In the late 1980’s, the (then) teen-pop singer Tiffany scored a #1 hit with the searing “Could’ve Been,” in which she agonized over a relationship gone bad. A bit more than fifteen years later, the band Coldplay, in their song “Lost,” had a far more restrained approach when lead singer Chris Martin mused that in a given situation he didn’t get what he deserved, and that it could’ve been worse. These two examples sprung to mind when I started reading a book last night about the calculus of violence (review forthcoming at some point) in the American Civil War, and the author commented that while the Civil War was bloody and harsh, it could have been worse. For the record, I happen to agree with this thought in particular and in general I tend to think, even when examining the horror that is human history and experience, that as terrible as things are, they can (usually) be worse. But what sort of justification is that?
Grammatically speaking, “could have been” is a somewhat complicated verb construction in that it expresses something that was a possibility in the past but is no longer so because the conditions for it are now foreclosed. Tiffany could have enjoyed a lovely relationship with the boy she pined over, but he was presumably unworthy of such a thing. Chris Martin of Coldplay could have gotten what he deserved, but he got better than he deserved even if it wasn’t very good–a common fate for humanity, it must be noted. The American Civil War could have been worse, but given that it involved the death of 750,000 people, including around a quarter or so of the men in the rebelling states of military age, it was horrific enough. It does no good to compare the American Civil War to the Taipang rebellion that was winding its way concurrently in China, the Caste War of the Yucatan in Mexico, or the War of the Triple Alliance in Paraguay and say that, well, Paraguay lost 90% of its adult male population and the South lost only 25%, so it’s not such a bad loss, is it? Horror is still horror at a lesser scale than the absolute worst it can be. And it should be noted, for the record, that despite losing 90% of its adult male population, Paraguay survived (somehow) as a nation, because it was fighting both Brazil and Argentina and they preferred to keep Paraguay around as a buffer state rather than fight each other over who could control the country. Even in that case it could have been worse.

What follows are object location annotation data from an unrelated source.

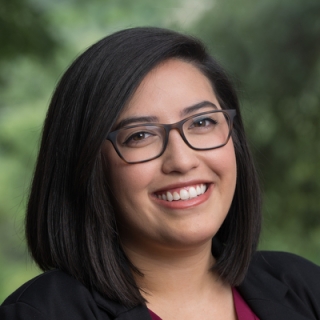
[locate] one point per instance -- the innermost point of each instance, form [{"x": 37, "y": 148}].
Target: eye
[
  {"x": 139, "y": 139},
  {"x": 203, "y": 122}
]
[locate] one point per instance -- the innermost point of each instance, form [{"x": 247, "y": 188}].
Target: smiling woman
[{"x": 145, "y": 202}]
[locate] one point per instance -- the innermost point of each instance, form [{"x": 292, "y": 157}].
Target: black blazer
[{"x": 278, "y": 286}]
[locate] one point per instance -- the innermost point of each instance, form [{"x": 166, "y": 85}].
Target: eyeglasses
[{"x": 145, "y": 142}]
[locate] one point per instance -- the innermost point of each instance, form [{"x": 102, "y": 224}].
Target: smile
[{"x": 183, "y": 193}]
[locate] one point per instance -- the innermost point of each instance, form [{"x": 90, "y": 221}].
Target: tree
[{"x": 273, "y": 47}]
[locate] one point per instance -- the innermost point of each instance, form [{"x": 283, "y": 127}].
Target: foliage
[{"x": 274, "y": 48}]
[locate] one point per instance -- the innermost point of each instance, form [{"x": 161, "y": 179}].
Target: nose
[{"x": 178, "y": 156}]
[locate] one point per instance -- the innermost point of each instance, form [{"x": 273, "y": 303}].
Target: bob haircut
[{"x": 70, "y": 221}]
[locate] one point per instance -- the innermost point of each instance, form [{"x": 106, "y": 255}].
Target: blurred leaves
[
  {"x": 274, "y": 49},
  {"x": 25, "y": 30}
]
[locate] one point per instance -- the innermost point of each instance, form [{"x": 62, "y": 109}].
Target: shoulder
[
  {"x": 294, "y": 271},
  {"x": 52, "y": 295},
  {"x": 282, "y": 262}
]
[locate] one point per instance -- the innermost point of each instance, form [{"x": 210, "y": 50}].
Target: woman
[{"x": 145, "y": 202}]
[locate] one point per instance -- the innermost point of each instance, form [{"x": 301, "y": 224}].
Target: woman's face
[{"x": 146, "y": 222}]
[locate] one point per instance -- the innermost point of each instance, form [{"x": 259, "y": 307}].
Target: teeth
[
  {"x": 169, "y": 196},
  {"x": 184, "y": 194}
]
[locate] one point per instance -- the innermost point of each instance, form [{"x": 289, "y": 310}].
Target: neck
[{"x": 173, "y": 273}]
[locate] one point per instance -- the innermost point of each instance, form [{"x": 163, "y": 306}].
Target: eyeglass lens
[{"x": 205, "y": 131}]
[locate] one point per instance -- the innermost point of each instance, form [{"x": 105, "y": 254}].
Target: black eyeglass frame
[{"x": 228, "y": 113}]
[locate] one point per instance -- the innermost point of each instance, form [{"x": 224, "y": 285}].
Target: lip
[
  {"x": 184, "y": 204},
  {"x": 181, "y": 185}
]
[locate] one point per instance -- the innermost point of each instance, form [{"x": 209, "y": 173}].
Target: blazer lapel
[
  {"x": 271, "y": 299},
  {"x": 117, "y": 311}
]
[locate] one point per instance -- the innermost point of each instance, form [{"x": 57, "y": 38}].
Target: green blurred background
[{"x": 271, "y": 49}]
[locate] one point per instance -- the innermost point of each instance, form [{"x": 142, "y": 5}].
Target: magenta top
[{"x": 242, "y": 309}]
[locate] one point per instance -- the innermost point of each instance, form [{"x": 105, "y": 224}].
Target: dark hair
[{"x": 70, "y": 222}]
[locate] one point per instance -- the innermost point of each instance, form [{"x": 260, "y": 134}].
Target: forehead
[{"x": 167, "y": 89}]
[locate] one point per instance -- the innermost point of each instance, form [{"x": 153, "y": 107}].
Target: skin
[{"x": 170, "y": 242}]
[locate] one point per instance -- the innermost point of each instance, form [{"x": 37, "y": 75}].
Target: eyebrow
[{"x": 153, "y": 119}]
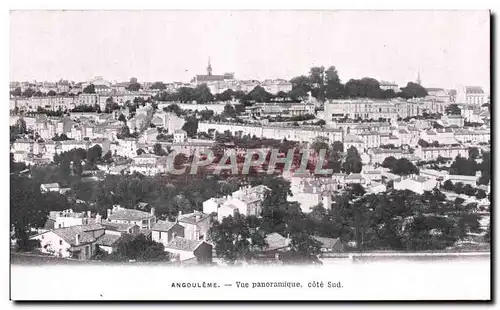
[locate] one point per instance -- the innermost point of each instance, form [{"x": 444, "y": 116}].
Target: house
[
  {"x": 464, "y": 179},
  {"x": 186, "y": 249},
  {"x": 416, "y": 184},
  {"x": 67, "y": 218},
  {"x": 329, "y": 245},
  {"x": 110, "y": 240},
  {"x": 78, "y": 242},
  {"x": 164, "y": 231},
  {"x": 247, "y": 200},
  {"x": 142, "y": 219},
  {"x": 276, "y": 242},
  {"x": 123, "y": 228},
  {"x": 354, "y": 141},
  {"x": 196, "y": 225},
  {"x": 355, "y": 178},
  {"x": 180, "y": 136},
  {"x": 53, "y": 187}
]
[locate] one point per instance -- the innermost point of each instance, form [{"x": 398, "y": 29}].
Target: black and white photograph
[{"x": 250, "y": 155}]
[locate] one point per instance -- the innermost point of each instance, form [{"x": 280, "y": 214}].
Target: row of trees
[
  {"x": 469, "y": 166},
  {"x": 467, "y": 189},
  {"x": 325, "y": 84},
  {"x": 30, "y": 92}
]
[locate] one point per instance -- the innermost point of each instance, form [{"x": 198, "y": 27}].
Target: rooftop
[
  {"x": 183, "y": 244},
  {"x": 128, "y": 214}
]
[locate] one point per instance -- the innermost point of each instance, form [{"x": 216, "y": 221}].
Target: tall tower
[{"x": 209, "y": 67}]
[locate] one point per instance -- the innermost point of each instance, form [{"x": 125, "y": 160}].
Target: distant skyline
[{"x": 448, "y": 48}]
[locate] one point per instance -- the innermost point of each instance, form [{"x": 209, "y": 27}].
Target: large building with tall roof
[
  {"x": 210, "y": 77},
  {"x": 471, "y": 95}
]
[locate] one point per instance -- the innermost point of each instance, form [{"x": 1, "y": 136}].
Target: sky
[{"x": 448, "y": 48}]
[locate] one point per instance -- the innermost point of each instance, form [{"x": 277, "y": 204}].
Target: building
[
  {"x": 433, "y": 153},
  {"x": 211, "y": 78},
  {"x": 276, "y": 243},
  {"x": 453, "y": 120},
  {"x": 416, "y": 184},
  {"x": 471, "y": 95},
  {"x": 165, "y": 232},
  {"x": 184, "y": 250},
  {"x": 196, "y": 225},
  {"x": 384, "y": 85},
  {"x": 300, "y": 134},
  {"x": 364, "y": 109},
  {"x": 142, "y": 219},
  {"x": 329, "y": 245},
  {"x": 77, "y": 242},
  {"x": 246, "y": 201},
  {"x": 464, "y": 179},
  {"x": 68, "y": 218},
  {"x": 180, "y": 136}
]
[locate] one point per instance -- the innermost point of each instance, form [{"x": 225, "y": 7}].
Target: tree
[
  {"x": 334, "y": 89},
  {"x": 485, "y": 168},
  {"x": 389, "y": 162},
  {"x": 453, "y": 109},
  {"x": 301, "y": 85},
  {"x": 26, "y": 210},
  {"x": 89, "y": 89},
  {"x": 140, "y": 248},
  {"x": 353, "y": 163},
  {"x": 364, "y": 88}
]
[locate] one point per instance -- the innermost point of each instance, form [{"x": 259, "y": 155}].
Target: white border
[{"x": 85, "y": 281}]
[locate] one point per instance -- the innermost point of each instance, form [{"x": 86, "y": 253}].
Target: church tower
[{"x": 209, "y": 67}]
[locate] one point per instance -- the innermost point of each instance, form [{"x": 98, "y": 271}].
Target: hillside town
[{"x": 410, "y": 169}]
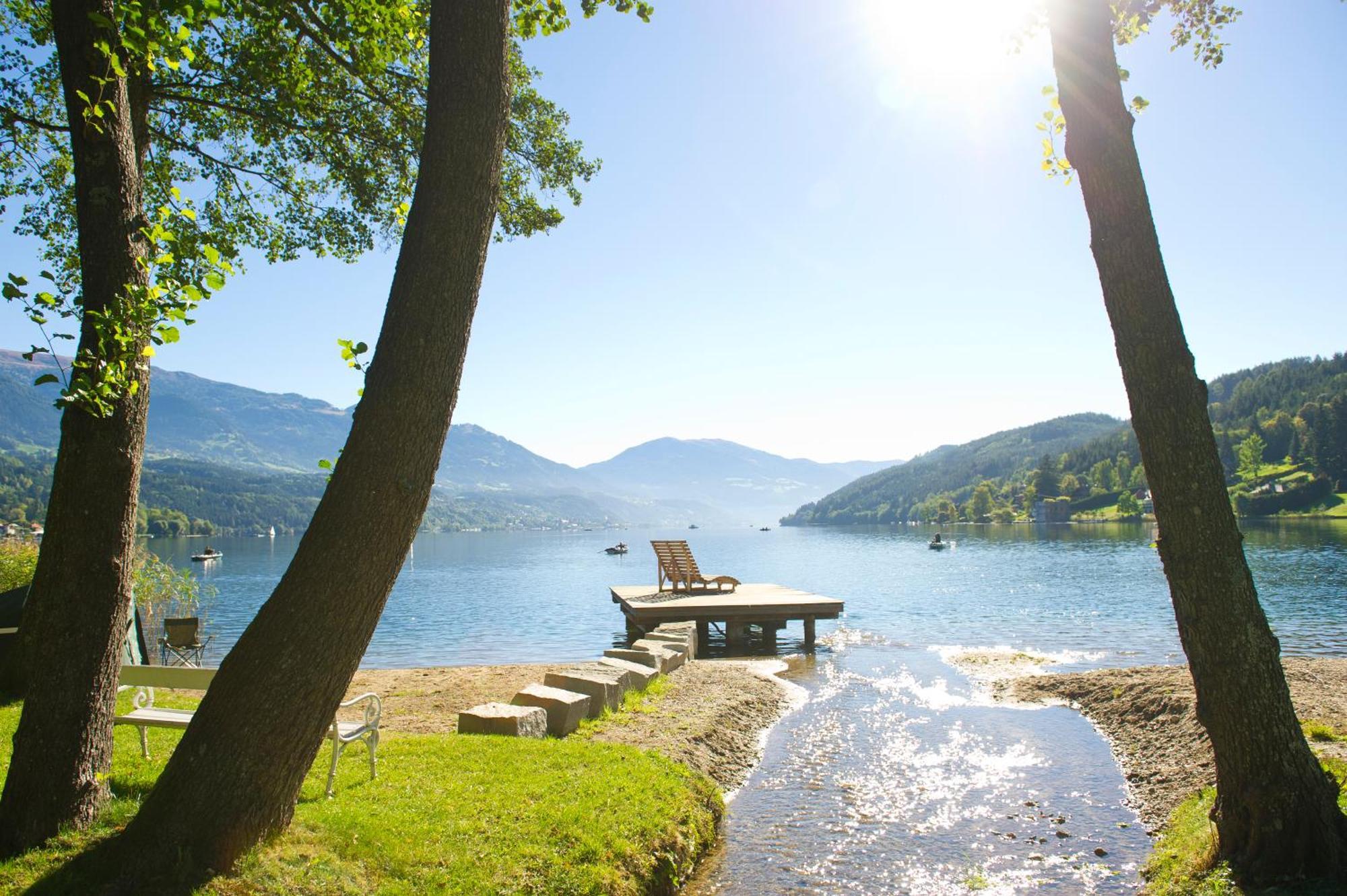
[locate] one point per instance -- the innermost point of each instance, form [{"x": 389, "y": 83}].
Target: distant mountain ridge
[
  {"x": 888, "y": 495},
  {"x": 483, "y": 474},
  {"x": 723, "y": 473}
]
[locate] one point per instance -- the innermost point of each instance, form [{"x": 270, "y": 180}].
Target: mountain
[
  {"x": 891, "y": 494},
  {"x": 1296, "y": 407},
  {"x": 484, "y": 478},
  {"x": 759, "y": 486}
]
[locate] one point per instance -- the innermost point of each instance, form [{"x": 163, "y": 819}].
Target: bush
[{"x": 18, "y": 561}]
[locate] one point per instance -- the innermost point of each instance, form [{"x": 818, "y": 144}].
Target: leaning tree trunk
[
  {"x": 1276, "y": 812},
  {"x": 77, "y": 610},
  {"x": 238, "y": 770}
]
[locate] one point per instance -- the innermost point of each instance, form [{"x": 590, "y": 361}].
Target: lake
[{"x": 896, "y": 774}]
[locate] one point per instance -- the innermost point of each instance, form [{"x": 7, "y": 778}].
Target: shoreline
[
  {"x": 715, "y": 719},
  {"x": 1148, "y": 716}
]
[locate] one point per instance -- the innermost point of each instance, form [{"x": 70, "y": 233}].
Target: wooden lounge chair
[{"x": 678, "y": 567}]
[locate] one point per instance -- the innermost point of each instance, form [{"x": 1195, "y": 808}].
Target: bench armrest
[{"x": 374, "y": 708}]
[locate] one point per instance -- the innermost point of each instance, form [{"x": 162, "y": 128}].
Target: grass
[
  {"x": 1322, "y": 732},
  {"x": 1183, "y": 862},
  {"x": 448, "y": 815},
  {"x": 1337, "y": 506}
]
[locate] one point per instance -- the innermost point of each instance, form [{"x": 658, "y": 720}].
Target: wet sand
[
  {"x": 1148, "y": 714},
  {"x": 711, "y": 719}
]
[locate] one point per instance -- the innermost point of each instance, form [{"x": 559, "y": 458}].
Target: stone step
[
  {"x": 565, "y": 708},
  {"x": 643, "y": 657},
  {"x": 504, "y": 719},
  {"x": 638, "y": 676},
  {"x": 603, "y": 688},
  {"x": 670, "y": 657}
]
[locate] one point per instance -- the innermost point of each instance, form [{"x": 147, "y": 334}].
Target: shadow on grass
[{"x": 110, "y": 868}]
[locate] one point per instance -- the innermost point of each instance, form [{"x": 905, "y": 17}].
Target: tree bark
[
  {"x": 1276, "y": 811},
  {"x": 77, "y": 610},
  {"x": 238, "y": 770}
]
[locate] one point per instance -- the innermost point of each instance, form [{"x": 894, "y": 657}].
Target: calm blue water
[
  {"x": 495, "y": 598},
  {"x": 896, "y": 776}
]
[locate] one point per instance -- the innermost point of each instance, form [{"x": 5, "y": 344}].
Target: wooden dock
[{"x": 762, "y": 605}]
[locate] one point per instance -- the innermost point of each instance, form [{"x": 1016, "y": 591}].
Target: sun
[{"x": 945, "y": 51}]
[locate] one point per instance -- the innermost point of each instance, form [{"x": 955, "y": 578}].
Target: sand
[{"x": 1148, "y": 714}]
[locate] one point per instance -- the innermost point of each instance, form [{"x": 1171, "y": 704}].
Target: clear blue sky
[{"x": 821, "y": 230}]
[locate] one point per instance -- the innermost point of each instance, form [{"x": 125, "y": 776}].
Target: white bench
[{"x": 145, "y": 715}]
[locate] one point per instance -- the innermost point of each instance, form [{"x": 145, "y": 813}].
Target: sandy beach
[
  {"x": 712, "y": 719},
  {"x": 1148, "y": 714}
]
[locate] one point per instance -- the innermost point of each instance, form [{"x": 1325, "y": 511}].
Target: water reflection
[{"x": 898, "y": 777}]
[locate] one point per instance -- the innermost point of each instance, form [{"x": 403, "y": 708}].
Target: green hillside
[
  {"x": 1296, "y": 409},
  {"x": 201, "y": 498},
  {"x": 895, "y": 494}
]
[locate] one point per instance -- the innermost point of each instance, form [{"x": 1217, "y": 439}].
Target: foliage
[
  {"x": 448, "y": 815},
  {"x": 1183, "y": 862},
  {"x": 1319, "y": 731},
  {"x": 1251, "y": 456},
  {"x": 161, "y": 587},
  {"x": 1306, "y": 394},
  {"x": 293, "y": 127},
  {"x": 18, "y": 561}
]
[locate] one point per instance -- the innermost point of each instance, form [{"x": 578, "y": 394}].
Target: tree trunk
[
  {"x": 1276, "y": 811},
  {"x": 238, "y": 770},
  {"x": 76, "y": 615}
]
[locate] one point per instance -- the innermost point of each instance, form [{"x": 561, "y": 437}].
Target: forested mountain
[
  {"x": 1282, "y": 429},
  {"x": 724, "y": 474},
  {"x": 242, "y": 459},
  {"x": 891, "y": 495}
]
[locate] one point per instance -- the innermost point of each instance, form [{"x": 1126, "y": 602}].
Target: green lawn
[
  {"x": 1182, "y": 863},
  {"x": 1337, "y": 506},
  {"x": 448, "y": 815}
]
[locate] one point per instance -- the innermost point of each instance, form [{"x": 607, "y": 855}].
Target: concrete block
[
  {"x": 565, "y": 708},
  {"x": 689, "y": 629},
  {"x": 677, "y": 640},
  {"x": 642, "y": 657},
  {"x": 604, "y": 689},
  {"x": 670, "y": 657},
  {"x": 503, "y": 719},
  {"x": 638, "y": 676}
]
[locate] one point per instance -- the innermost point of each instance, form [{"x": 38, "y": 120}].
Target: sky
[{"x": 821, "y": 229}]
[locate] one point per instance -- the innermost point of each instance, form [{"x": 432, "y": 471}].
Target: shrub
[{"x": 18, "y": 561}]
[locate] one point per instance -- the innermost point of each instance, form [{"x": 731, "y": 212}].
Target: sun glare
[{"x": 945, "y": 51}]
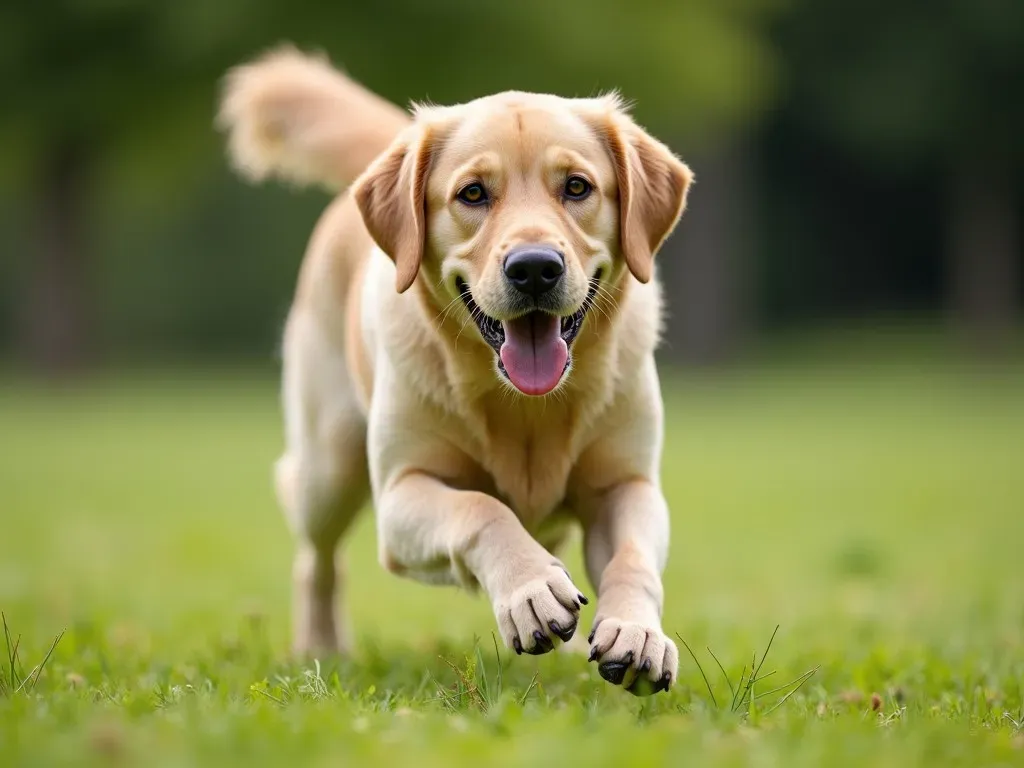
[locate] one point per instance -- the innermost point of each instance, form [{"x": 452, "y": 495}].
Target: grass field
[{"x": 873, "y": 510}]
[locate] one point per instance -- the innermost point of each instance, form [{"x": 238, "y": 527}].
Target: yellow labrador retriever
[{"x": 471, "y": 347}]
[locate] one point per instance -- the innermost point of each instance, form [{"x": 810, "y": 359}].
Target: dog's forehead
[{"x": 520, "y": 126}]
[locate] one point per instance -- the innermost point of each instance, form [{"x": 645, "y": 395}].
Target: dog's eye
[
  {"x": 577, "y": 187},
  {"x": 473, "y": 195}
]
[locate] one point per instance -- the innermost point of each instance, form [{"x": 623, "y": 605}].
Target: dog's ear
[
  {"x": 652, "y": 187},
  {"x": 390, "y": 195}
]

If you start from the point of view that things can almost always be worse, no matter how horrific the reality is, then saying that something could have been worse is merely expressing the obvious, that no matter how bad things are, at least something went better than was theoretically possible. It is the optimist’s version of Murphy’s Law, in that one can always say that because poppies grow on Flanders Field after the horrific slaughter of World War I, the war was not a total waste because some beauty came of it. We would consider this a matter of framing. If we frame a given example of a horrible reality but frame it with even worse possibilities, we only focus on the negative and see reality as less negative than even worse examples that could exist: ”You were born an Iranian. It could have been worse; you could have been born an Afghan.” We fail to account for the better examples, for the hope and envy that drive people to want better for themselves and often resent that others are taking for granted what they have to struggle to attain. Human beings are said to be loss averse, in that we prefer not to lose even at the cost of less success. As human beings we are more concerned that things not get worse than that they get a lot better at the risk of getting even worse.
When we look at could have been as a justification, therefore, what we see is an example of the sort of framing that seeks to manipulate people to be content with the bad because it is not as bad as it could have been. Ultimately this is unsatisfying. We do not desire something better than the worst possible horror that existence could be, because in any possible future only one option turns out to be the absolute worst possible existence. Indeed, existence itself, no matter how terrible, is so rare that it is generally to be prized over the vastly more common options of the nonexistence of life, to say nothing of us in particular. By merely existing at all, we have already won an incredibly unlikely cosmic lottery, if we want to frame it that way. But once we exist, we tend to look beyond the lottery that we have already won by existing and then wonder how existence could be even better. To think of the possibilities that exist here and now for improving existence is the task of those who reach for better than what they have known. Sometimes we must acknowledge that opportunities in the past were lost, whether through our own carelessness or the fault of other people who should have done better, but those opportunities are dead and gone and no one can bring them back now. All we can do is press ahead to what could yet be in the future. And that we shall, if time and energy and circumstances permit.